Pd, gli errori che lo fanno restare nel guado

di Domenico Tuccillo
Domenica 17 Gennaio 2021, 00:00
4 Minuti di Lettura

Piaccia o non piaccia Renzi (e certamente ai più non piace), la linea scelta dal Pd di accodarsi al fuoco di sbarramento del presidente del consiglio contro l’ex rottamatore, o, come pure è stato denunciato da alcuni, di “morire per Conte”, è stato un grave errore politico. 

Un errore di cui già si registrano le conseguenze. E che, se dovesse prevalere la logica della conta, ancora più si registreranno nei prossimi giorni. 

Cosa avrebbe dovuto fare il Pd? Ciò che non ha saputo o voluto fare Conte: ricucire, dopo la maggioranza sancendo una propria centralità politica, ricondurre gli attori di questa surreale vicenda, camuffata e spacciata maldestramente da ambo le parti come un’estrema sfida in nome del bene del Paese, alle proprie responsabilità. E invece, dopo qualche esitazione iniziale, è stato proprio Zingaretti a dare fuoco alle polveri, lanciando l’anatema contro Renzi, tacciandolo, non senza ragione, ovviamente, di inaffidabilità politica. Ma finendo così anche per consegnarsi armi e bagagli nelle mani di Conte e dei “responsabili”. Una rinuncia ad esercitare il proprio ruolo francamente incomprensibile.

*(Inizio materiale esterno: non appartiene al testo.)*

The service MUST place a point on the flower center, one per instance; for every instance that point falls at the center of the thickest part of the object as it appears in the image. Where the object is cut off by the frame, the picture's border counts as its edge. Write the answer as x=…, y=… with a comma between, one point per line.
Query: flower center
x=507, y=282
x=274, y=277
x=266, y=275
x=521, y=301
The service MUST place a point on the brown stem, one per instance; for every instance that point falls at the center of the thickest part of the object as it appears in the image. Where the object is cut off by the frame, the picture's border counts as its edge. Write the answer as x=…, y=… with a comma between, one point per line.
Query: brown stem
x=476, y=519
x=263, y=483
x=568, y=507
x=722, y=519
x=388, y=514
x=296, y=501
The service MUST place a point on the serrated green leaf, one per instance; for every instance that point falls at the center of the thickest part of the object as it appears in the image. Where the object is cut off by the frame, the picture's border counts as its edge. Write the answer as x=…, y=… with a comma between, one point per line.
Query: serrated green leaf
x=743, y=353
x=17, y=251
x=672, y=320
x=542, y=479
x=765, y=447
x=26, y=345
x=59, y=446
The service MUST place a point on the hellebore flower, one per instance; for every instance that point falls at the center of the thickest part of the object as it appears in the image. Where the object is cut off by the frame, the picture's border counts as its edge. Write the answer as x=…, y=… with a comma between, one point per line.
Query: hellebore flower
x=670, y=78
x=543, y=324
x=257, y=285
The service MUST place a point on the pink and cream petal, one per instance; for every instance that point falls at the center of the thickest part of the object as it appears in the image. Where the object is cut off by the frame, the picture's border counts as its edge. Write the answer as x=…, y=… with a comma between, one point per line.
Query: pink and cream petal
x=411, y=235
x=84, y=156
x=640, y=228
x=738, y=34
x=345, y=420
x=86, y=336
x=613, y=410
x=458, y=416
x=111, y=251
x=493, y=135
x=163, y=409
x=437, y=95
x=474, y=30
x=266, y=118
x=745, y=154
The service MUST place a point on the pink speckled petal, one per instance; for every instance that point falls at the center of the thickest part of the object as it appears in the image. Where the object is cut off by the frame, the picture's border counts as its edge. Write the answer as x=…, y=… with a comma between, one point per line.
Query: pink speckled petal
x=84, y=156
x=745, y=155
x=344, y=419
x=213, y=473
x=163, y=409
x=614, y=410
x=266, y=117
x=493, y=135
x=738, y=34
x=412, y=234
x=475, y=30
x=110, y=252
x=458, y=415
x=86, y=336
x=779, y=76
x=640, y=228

In realtà, la crisi innescata da Renzi, anche se prodotta con le peggiori intenzioni, poteva e doveva essere, proprio per il Pd, un’occasione da sfruttare per volgerla al meglio. Non è proprio questo in fondo il compito di una politica esperta ed avvertita, non esposta ai venti delle opinioni mutevoli e degli opportunismi personalistici, quale dovrebbe essere quella dell’unico partito di tradizione novecentesca rimasto ancora sulla scena? E non è stato proprio Zingaretti, in particolare dopo le elezioni regionali, a dire che era giunto il tempo per una seria messa a punto dell’operato del governo? Che era necessario un cambio di passo? Che bisognava stringere un patto politico e di governo di fine legislatura? Che questa verifica non era più rinviabile? Dichiarazioni improvvisamente esalate come spirali di fumo sotto il fuoco dell’iniziativa renziana, e che, ciò nonostante, in queste ore, il segretario del Pd torna a ripetere pedissequamente, schiacciato, come si trova ad essere, nella morsa tra Conte e “i responsabili”.

Il Pd, insomma, rischia seriamente in questo passaggio di sacrificare sé stesso e di abdicare a quel ruolo che dovrebbe essere proprio di una forza politica credibile e centrale. Con quale risultato? Quello, appunto, di incoronare Conte, additato fino a qualche giorno fa di scarso decisionismo, di doroteismo strisciante e di indebito accentramento dei poteri, come leader indiscusso e insindacabile della maggioranza che lo sostiene. Quello di rinunciare ad emendare seriamente un’azione di governo di cui ci sarebbe sicuramente bisogno: a partire dalla approssimazione, superficialità e ritardo con cui è stata predisposta la prima versione del Recovery, che resta a tuttora, per quanto migliorata, molto carente; a finire alla predisposizione di un programma non fumoso di riforme, ripetutamente e inutilmente richiesto, indispensabili per dare attuazione al più grande piano di investimento della storia del nostro Paese. 

Ma, al netto di questa pericolosa rinuncia, è chiaro che il posizionamento del Pd in questa crisi, se resta immutato, può sfociare solo in due nefaste direzioni. O Conte non riuscirà a trovare i numeri in Parlamento, decretando così il successo di Renzi, ma a costo di aprire una fase di fibrillazione politica difficilmente governabile e dagli esiti imprevedibili. O il successo dell’operazione trasformista dei “responsabili” (in perfetta linea, non c’è che dire, con la “natura tartufesca” del premier) consegnerà il pallino delle prossime scadenze e appuntamenti elettorali interamente nelle mani dell’attuale capo del governo. Perché è chiaro che, a quel punto, è davanti a Conte, e solo davanti a lui, che si aprirà l’unico spazio politico ancora disponibile, per quanto precario e limitato, di crescita e di leadership. A tutto danno, ovviamente del Pd. Al quale non resterà, appagato finalmente di essersi liberato dell’incubo Renzi, che misurare e contemplare il proprio perimetro rassicurante di modesta forza di complemento.